AlienVault USM appliance is the juice!
No photo available
September 03, 2019

AlienVault USM appliance is the juice!

Score 10 out of 10
Vetted Review
Verified User
Review Source

Software Version

USM Appliance (On-Premises)

Overall Satisfaction with AlienVault USM

We use AlienVault USM as both a SIEM and vulnerability scanner across all departments and location within First Central Group. The alarms are very useful and I often refer to them on a daily basis. With the help of the Cyber Security Analyst we monitor the network for unusual activity. I use the vulnerability reporting function every month to understand the trend of remediated vs current vulnerabilities in our assets.
  • OTX is extremely useful and AlienVault does a good job of highlighting known malicious IP addresses and there locations.
  • Dashboards are particularly useful; in understanding weaknesses in hosts that would otherwise be particularly tedious without this functionality.
  • The detail provided in alarms including a 'whois' is very useful and unique.

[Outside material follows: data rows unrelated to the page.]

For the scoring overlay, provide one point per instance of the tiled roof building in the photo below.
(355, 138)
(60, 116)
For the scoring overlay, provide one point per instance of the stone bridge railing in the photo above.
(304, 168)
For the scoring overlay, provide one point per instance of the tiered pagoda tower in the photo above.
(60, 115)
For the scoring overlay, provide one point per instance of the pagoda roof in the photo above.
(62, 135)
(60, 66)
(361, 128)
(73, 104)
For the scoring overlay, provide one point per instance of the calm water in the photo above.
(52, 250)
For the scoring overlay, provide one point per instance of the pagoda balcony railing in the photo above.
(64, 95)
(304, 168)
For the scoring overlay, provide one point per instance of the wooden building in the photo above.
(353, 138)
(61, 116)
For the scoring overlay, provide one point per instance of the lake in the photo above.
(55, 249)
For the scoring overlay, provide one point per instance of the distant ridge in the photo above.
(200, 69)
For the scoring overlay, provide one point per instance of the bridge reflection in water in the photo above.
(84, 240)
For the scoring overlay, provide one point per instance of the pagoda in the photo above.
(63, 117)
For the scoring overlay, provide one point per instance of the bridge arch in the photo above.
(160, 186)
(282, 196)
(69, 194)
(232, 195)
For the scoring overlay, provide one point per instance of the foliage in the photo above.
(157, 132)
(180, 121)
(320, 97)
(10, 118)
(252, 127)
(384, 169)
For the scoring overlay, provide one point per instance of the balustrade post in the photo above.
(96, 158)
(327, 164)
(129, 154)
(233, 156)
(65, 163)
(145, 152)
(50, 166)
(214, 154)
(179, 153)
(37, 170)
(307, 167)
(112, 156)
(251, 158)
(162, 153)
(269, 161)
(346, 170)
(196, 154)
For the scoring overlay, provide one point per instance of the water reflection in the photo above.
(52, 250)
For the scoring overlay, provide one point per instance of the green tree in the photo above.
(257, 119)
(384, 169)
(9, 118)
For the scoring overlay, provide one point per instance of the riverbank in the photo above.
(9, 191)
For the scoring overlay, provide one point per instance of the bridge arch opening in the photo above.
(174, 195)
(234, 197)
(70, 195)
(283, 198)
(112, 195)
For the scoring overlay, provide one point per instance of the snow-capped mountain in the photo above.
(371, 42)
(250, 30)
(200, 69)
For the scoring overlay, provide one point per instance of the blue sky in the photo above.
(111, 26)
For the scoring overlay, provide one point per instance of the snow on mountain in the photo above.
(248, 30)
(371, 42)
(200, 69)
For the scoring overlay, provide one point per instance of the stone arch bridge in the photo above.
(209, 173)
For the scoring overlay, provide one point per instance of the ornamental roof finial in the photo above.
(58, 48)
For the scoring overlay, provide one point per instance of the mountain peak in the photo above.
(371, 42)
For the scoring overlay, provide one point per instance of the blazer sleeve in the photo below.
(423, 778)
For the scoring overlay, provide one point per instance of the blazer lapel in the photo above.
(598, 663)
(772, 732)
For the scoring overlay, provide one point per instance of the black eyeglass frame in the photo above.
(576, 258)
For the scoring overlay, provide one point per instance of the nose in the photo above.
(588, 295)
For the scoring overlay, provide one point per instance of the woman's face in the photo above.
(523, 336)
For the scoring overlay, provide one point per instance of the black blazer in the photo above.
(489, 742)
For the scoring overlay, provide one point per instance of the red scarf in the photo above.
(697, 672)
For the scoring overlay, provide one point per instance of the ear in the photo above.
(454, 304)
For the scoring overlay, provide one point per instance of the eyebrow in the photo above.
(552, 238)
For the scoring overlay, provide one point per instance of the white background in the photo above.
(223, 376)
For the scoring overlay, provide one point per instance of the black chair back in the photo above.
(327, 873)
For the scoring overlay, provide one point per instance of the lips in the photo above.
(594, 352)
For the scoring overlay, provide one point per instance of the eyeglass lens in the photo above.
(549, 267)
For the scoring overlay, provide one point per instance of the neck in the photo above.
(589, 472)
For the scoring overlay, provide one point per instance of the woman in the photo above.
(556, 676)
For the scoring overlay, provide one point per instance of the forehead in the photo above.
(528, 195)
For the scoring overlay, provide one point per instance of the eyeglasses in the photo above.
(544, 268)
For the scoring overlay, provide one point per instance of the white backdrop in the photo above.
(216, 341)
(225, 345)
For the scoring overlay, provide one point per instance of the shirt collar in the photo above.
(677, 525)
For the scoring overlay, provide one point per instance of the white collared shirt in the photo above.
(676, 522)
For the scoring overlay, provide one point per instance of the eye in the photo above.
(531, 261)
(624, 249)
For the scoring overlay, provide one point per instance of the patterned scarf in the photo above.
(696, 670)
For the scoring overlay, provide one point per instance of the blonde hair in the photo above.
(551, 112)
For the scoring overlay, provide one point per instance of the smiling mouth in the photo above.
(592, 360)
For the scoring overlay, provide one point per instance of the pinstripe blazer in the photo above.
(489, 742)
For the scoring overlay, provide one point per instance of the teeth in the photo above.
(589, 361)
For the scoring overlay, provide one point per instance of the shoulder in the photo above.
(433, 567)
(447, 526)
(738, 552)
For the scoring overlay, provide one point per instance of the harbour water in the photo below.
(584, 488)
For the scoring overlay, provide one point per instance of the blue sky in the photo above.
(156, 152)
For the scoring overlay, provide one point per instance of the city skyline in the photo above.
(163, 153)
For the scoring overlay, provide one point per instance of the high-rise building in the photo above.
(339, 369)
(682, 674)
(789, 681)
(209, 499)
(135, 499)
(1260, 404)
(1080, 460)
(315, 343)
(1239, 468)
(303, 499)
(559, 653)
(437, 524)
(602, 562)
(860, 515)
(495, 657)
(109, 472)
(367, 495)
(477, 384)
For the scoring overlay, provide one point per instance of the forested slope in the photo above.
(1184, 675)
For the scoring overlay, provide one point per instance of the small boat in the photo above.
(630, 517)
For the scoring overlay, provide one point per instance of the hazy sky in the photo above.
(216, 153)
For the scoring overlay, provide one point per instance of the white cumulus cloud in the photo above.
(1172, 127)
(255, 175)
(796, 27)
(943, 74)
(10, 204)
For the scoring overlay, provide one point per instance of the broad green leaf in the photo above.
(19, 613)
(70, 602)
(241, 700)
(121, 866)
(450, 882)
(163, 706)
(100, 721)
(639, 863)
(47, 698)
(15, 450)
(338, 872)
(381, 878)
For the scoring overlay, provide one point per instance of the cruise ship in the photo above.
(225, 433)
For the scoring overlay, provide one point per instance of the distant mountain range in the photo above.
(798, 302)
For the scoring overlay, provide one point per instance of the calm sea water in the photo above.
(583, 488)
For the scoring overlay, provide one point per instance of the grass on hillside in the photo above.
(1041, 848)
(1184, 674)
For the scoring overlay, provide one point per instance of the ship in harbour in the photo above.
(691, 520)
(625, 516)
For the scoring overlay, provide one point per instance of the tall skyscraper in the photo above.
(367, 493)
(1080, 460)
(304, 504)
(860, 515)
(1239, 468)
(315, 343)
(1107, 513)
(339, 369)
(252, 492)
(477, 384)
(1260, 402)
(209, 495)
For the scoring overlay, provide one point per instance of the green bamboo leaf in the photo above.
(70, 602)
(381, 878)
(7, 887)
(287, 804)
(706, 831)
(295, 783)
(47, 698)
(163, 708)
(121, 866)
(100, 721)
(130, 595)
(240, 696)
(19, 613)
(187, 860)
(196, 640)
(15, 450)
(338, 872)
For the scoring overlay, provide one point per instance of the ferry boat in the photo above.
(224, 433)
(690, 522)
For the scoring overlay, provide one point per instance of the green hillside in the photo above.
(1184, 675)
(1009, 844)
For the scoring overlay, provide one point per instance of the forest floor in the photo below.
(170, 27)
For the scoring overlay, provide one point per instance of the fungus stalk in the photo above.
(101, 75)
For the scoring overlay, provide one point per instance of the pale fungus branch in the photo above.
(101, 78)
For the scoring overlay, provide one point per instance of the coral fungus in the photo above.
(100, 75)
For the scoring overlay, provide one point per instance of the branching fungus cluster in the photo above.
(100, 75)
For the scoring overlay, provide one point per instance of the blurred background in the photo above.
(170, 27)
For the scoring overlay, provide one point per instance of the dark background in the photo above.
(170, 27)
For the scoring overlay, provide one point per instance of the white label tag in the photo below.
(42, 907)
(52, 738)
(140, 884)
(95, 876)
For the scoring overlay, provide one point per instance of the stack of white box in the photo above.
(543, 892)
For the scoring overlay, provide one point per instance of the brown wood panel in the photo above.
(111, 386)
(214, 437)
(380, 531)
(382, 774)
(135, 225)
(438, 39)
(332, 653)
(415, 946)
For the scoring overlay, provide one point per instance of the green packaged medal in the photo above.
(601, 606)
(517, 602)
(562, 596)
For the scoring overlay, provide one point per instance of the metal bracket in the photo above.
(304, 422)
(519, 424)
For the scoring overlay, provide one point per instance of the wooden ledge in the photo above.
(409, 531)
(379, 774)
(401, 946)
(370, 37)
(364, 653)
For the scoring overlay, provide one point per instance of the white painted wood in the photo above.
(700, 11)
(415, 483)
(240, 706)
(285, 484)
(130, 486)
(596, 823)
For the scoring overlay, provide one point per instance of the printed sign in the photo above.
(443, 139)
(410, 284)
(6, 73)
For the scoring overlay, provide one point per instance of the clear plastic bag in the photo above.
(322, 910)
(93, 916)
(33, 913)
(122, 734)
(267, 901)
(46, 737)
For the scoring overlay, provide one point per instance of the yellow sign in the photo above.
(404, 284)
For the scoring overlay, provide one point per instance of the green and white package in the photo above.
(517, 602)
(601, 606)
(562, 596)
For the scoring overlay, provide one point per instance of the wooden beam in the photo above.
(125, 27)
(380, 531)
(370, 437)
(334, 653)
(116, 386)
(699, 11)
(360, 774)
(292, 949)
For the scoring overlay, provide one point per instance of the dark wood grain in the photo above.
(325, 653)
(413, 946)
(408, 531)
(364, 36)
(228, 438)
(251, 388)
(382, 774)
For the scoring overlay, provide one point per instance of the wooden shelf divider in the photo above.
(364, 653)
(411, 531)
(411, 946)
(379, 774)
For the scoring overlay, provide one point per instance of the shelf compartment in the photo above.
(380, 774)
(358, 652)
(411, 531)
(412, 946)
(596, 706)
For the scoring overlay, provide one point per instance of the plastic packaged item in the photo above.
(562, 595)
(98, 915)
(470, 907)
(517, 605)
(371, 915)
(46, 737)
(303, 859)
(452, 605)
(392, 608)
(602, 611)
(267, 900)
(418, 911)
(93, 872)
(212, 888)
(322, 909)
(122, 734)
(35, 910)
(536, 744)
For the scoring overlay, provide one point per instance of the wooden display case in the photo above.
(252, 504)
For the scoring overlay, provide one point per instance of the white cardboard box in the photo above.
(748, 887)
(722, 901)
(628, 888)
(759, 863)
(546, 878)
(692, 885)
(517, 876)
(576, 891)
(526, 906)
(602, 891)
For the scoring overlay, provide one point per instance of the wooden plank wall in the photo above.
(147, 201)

If users explore all the links within generated alarms there's a host of unparalleled detail provided.
  • Threat intelligence could do with more tweaking to help make the creation of policies and directives more user friendly.
AlienVault has helped detect a potentially unwanted application where our Endpoint Security did not detect this until later in the day. Sometimes shareware and freeware from official sites hide the fact that they come bundled with potentially unwanted applications and it's useful that you're able to detect this earlier rather than later.
Our organisation is still on a journey down the road of complete security detection and have not made significant progress in this for us to make a firm assessment yet. We can say that AlienVault has helped reduce our workload and alerted us to threats we would otherwise have been blind to.
The appliance version works brilliantly with sensors and it is especially useful that admins can access the user interface from any browser from anywhere around the world and not only keep an eye on the network but make changes and tweaks on the fly. The SIEM generates logs for all activity instantaneously which is very useful if you're monitoring your network remotely. I don't imagine this would be as easy with a federated version of AlienVault.

AlienVault USM Training

The instructor gave detailed overview and went through the labs before allowing us to attempt using them. I enjoyed the balance of time and level of instruction received. The content went deeper that usual and the lab environment was easy to use and all results were consistent. I came away from the course knowing more than i did if I had just read the course notes.